Table 2. Comparison of image-based recognition accuracies for various models
As you can see, Model-2 demonstrates 87% accuracy in the RAF dataset and outperforms the baseline model for 2.3%, which is a very good result for such a challenging task as face expression recognition. Next, Model-4 with covariance pooling shows improvement of almost 3,7% over baseline in the SFEW 2.0 dataset, which obviously justifies the use of SPDNet for image-based facial expression recognition. In total, these results are the best results for this kind of problem achieved by various state-of-the-art methods so far.
Figure 5. Samples from each class of the SFEW dataset that were most accurately and least accurately classified.
Results for video-based facial expression recognition
Here Acted Facial Expressions in the Wild (AFEW) dataset was used to compare a novel approach with existing methods. This dataset was prepared by selecting videos from movies. It contains about 1156 publicly available labeled videos of which 773 videos were used for training and 383 for validation.
The results of the proposed methods with covariance pooling as well as of some other state-of-the-art methods selected for comparison are provided below. However, it should be noted that datasets used for pretraining of other models are not uniform, and so the detailed comparison of all existing methods requires further research.
Table 3. Comparison of video-based recognition accuracies for various models.
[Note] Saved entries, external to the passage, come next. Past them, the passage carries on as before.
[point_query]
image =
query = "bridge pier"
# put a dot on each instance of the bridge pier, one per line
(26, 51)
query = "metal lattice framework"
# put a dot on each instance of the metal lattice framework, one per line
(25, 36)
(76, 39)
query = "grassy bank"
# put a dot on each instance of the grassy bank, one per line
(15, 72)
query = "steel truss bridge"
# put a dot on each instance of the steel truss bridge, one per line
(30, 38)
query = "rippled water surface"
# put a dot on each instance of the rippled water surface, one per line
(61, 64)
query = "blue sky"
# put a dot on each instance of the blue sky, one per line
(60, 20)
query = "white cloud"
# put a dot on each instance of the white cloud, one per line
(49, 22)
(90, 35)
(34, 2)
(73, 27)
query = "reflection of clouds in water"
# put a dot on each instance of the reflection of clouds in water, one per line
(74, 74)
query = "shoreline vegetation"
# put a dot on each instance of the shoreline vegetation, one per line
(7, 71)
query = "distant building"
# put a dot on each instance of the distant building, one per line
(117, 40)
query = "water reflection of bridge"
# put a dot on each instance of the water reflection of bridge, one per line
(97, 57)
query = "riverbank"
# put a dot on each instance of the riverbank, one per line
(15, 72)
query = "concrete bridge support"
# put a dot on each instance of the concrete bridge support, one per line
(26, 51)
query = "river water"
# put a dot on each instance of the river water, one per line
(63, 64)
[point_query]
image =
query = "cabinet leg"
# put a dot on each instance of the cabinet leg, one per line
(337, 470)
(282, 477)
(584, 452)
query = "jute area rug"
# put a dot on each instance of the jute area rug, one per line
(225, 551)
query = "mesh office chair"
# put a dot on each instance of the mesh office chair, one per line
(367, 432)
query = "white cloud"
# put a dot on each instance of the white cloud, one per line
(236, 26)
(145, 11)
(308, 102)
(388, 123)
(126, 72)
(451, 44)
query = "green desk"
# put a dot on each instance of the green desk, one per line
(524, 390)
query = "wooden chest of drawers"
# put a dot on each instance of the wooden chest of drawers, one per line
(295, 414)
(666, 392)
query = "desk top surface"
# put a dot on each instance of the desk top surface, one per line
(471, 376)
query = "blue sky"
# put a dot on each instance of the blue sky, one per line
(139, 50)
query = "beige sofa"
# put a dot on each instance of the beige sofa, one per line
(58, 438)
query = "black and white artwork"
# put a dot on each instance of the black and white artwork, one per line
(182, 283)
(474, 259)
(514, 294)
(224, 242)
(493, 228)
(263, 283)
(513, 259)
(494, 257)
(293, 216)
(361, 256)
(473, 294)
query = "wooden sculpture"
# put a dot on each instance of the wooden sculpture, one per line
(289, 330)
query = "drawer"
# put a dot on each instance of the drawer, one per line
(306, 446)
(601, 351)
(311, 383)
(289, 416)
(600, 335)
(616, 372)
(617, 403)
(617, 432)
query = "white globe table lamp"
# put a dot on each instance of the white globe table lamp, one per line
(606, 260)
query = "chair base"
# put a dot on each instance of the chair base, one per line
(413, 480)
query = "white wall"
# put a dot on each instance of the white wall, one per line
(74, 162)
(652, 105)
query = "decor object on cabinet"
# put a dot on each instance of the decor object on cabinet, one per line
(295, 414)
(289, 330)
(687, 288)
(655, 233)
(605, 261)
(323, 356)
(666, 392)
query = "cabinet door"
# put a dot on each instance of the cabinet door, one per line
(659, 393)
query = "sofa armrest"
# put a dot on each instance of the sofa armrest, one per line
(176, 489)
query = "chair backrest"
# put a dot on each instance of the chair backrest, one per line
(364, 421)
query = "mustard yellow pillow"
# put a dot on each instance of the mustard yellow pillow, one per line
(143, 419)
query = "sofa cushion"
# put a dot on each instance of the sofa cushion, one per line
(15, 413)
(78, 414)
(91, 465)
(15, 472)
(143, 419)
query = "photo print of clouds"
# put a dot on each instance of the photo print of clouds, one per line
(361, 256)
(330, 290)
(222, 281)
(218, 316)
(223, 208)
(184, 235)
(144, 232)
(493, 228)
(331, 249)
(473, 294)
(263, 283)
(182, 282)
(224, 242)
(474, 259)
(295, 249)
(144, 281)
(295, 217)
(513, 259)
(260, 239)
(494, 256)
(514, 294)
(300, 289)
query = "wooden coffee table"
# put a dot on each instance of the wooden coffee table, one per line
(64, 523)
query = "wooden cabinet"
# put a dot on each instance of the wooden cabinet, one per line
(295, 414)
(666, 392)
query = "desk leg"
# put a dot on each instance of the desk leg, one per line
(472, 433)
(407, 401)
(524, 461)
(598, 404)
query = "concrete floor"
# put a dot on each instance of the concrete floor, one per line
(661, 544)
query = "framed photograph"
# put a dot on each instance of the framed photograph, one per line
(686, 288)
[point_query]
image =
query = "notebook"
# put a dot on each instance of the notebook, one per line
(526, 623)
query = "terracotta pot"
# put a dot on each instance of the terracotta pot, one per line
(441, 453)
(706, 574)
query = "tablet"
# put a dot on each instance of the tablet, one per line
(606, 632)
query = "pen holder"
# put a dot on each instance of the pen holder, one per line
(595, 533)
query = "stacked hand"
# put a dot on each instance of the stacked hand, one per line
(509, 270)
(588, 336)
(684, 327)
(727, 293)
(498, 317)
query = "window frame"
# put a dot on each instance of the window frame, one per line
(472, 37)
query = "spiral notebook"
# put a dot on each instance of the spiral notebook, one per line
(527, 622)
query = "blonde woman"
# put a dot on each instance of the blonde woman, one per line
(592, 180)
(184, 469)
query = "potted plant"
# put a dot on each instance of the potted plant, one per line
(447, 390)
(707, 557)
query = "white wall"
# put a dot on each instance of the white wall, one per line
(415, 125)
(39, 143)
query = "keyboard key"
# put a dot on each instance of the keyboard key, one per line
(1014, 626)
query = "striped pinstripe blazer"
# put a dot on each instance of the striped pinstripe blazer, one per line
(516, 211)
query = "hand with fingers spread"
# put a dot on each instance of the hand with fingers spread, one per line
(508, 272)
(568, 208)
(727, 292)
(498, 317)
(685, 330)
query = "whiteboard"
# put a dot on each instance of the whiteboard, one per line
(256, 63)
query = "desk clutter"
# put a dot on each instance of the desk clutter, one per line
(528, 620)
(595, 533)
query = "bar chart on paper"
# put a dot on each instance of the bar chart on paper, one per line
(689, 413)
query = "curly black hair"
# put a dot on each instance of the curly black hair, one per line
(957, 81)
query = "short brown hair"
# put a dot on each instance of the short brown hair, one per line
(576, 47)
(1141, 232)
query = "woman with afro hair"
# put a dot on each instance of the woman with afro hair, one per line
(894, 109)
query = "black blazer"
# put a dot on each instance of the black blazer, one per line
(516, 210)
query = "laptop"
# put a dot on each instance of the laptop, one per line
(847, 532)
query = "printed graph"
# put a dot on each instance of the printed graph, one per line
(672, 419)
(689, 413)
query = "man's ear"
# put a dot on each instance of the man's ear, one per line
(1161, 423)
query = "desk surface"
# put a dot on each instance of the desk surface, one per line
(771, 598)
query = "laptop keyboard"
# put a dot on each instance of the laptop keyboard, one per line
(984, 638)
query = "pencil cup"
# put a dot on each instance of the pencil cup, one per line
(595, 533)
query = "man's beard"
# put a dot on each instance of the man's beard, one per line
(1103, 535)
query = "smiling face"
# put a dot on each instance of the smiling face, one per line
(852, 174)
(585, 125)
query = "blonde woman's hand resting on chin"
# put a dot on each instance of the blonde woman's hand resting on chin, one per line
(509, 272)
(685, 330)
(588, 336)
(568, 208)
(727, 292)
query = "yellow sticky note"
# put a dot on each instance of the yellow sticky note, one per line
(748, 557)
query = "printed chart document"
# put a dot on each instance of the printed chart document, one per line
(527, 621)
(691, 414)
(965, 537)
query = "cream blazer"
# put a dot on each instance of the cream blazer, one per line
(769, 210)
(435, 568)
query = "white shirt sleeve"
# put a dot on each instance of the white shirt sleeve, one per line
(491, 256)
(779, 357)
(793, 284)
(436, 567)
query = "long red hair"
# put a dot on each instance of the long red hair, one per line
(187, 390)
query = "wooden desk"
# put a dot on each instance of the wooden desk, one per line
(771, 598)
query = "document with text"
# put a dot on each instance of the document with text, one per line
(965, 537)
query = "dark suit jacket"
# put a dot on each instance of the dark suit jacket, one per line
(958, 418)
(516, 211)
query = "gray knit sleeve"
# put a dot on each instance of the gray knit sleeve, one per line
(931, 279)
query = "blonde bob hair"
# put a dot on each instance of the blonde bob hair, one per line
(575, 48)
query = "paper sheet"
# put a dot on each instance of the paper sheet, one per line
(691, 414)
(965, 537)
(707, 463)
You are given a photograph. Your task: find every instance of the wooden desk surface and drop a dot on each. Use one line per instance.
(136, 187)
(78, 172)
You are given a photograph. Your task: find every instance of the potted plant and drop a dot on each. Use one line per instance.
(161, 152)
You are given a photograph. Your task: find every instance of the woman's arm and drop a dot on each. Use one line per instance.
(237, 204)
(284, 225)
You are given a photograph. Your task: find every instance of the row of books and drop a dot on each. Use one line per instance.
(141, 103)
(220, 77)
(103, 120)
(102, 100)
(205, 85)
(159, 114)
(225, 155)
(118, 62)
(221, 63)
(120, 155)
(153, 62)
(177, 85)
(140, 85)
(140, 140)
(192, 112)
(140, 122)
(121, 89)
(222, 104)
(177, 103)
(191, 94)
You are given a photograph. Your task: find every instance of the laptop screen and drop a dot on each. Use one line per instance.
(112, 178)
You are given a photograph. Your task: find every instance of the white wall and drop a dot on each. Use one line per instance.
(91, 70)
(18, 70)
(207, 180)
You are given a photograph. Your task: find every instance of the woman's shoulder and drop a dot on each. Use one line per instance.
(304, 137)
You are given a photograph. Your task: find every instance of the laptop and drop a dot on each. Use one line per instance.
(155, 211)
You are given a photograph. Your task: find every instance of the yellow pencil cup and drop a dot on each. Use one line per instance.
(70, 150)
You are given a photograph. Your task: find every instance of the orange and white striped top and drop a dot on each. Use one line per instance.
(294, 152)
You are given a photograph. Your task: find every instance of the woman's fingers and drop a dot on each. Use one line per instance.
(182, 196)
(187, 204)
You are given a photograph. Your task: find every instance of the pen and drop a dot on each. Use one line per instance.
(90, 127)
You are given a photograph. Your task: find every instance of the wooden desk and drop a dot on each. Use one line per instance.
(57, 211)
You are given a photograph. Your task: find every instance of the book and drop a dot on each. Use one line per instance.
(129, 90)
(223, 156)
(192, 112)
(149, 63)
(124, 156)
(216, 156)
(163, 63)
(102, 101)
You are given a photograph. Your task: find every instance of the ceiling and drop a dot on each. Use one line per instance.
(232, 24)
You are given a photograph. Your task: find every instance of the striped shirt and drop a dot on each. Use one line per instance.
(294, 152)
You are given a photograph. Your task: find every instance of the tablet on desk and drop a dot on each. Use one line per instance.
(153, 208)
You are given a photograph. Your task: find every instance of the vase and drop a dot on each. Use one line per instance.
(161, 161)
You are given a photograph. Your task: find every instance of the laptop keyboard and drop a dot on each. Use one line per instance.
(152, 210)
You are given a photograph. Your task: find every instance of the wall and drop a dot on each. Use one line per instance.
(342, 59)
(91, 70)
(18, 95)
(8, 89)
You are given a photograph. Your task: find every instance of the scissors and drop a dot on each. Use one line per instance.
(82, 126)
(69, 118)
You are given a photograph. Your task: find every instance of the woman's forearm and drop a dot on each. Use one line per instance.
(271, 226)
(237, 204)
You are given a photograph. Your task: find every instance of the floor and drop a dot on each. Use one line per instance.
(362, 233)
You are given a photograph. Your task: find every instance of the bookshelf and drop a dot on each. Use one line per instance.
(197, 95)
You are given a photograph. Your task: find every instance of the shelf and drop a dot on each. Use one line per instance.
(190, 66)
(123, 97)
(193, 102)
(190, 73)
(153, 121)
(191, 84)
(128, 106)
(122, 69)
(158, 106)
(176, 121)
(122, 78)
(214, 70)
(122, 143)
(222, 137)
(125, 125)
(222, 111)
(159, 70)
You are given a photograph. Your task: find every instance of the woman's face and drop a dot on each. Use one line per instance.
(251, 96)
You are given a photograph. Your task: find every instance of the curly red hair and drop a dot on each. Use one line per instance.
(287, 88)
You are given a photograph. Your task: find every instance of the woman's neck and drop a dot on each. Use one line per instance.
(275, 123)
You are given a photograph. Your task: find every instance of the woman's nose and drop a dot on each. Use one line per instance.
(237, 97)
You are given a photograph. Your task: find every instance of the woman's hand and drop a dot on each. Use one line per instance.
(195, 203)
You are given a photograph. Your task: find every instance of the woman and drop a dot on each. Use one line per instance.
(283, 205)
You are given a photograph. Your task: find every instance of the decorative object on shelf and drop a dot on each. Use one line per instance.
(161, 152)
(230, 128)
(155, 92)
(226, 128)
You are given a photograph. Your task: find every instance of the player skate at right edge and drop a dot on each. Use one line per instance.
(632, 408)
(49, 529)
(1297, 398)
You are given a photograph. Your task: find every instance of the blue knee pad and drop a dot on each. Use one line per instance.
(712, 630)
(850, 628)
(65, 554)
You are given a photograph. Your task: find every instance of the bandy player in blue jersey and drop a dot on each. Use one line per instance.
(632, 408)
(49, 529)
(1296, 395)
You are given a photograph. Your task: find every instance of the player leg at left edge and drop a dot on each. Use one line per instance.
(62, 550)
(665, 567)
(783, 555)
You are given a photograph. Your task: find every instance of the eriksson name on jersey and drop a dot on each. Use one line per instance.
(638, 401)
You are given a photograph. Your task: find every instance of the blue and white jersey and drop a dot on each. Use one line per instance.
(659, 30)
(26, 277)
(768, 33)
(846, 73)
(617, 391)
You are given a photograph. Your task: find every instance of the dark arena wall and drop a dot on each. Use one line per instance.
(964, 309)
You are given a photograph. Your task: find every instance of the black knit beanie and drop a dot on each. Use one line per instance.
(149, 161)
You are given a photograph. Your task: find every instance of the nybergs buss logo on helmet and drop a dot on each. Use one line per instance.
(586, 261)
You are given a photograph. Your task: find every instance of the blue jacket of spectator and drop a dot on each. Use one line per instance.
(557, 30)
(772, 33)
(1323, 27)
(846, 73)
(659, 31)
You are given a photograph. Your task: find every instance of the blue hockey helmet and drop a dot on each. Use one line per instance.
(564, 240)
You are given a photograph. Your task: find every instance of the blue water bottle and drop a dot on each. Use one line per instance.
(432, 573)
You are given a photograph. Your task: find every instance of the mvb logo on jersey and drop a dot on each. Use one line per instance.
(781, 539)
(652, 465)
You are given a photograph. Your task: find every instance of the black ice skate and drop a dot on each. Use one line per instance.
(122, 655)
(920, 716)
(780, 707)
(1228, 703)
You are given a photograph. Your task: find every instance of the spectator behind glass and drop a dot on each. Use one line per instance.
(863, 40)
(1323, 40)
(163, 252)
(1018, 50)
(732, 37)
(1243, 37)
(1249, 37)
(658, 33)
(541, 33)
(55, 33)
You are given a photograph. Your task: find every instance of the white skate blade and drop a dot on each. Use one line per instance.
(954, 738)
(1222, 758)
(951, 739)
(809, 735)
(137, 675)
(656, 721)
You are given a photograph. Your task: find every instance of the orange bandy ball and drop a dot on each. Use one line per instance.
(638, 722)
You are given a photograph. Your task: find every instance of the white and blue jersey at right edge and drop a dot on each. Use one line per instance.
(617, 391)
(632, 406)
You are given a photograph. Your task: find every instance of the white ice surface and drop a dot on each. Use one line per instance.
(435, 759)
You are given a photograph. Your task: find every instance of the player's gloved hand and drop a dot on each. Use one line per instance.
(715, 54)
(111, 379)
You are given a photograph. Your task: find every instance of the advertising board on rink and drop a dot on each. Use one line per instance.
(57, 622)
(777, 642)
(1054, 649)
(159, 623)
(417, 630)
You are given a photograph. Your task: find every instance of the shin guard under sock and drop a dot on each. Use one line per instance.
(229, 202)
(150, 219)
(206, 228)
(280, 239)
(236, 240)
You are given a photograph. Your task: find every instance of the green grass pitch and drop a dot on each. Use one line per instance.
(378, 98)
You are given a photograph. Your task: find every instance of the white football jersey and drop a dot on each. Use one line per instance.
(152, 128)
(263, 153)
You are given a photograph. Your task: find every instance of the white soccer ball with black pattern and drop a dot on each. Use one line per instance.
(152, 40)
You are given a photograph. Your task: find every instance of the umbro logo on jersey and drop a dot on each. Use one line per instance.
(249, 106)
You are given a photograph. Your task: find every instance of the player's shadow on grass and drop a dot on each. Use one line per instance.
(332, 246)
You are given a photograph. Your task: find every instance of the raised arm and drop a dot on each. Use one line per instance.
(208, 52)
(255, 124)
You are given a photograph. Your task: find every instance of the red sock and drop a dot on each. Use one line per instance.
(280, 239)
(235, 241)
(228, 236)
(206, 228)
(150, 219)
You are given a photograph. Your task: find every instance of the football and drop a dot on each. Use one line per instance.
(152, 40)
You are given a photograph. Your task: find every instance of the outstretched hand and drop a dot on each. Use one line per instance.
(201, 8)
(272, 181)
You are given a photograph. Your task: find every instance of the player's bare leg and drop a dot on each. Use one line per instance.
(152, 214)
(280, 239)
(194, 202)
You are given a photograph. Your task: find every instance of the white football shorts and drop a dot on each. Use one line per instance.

As it can be observed from the Table 3, the model with covariance pooling and 4 BiRe layers was able to slightly surpass the results of the baseline model. It also demonstrated higher accuracy than all single models that were trained on publicly available training datasets. The VGG13 network, which shows much higher accuracy was trained on a private dataset containing a significantly higher number of samples. Still, we cannot conclude that introducing covariance pooling to the problem of video-based face expression recognition provides any significant improvements with regards to recognition accuracy.
Conclusion
In summary, this study introduces the end-to-end pooling of second-order statistics for both videos and images in the context of facial expression recognition. However, state-of-the-art results were achieved only for image-based facial expression recognition. Here the recognition accuracy after introducing covariance pooling to the model outperformed all other existing methods.
For the problem of video-based facial expression recognition, training SPDNet on image-based features was still able to obtain results comparable to state-of-the-art results. Not very high accuracy of the suggested method could be a result of the relatively small size of AFEW dataset compared to parameters in the network. The authors of this method conclude that further work is necessary to see if training end-to-end using joint convolutional network and SPDNet can improve the results.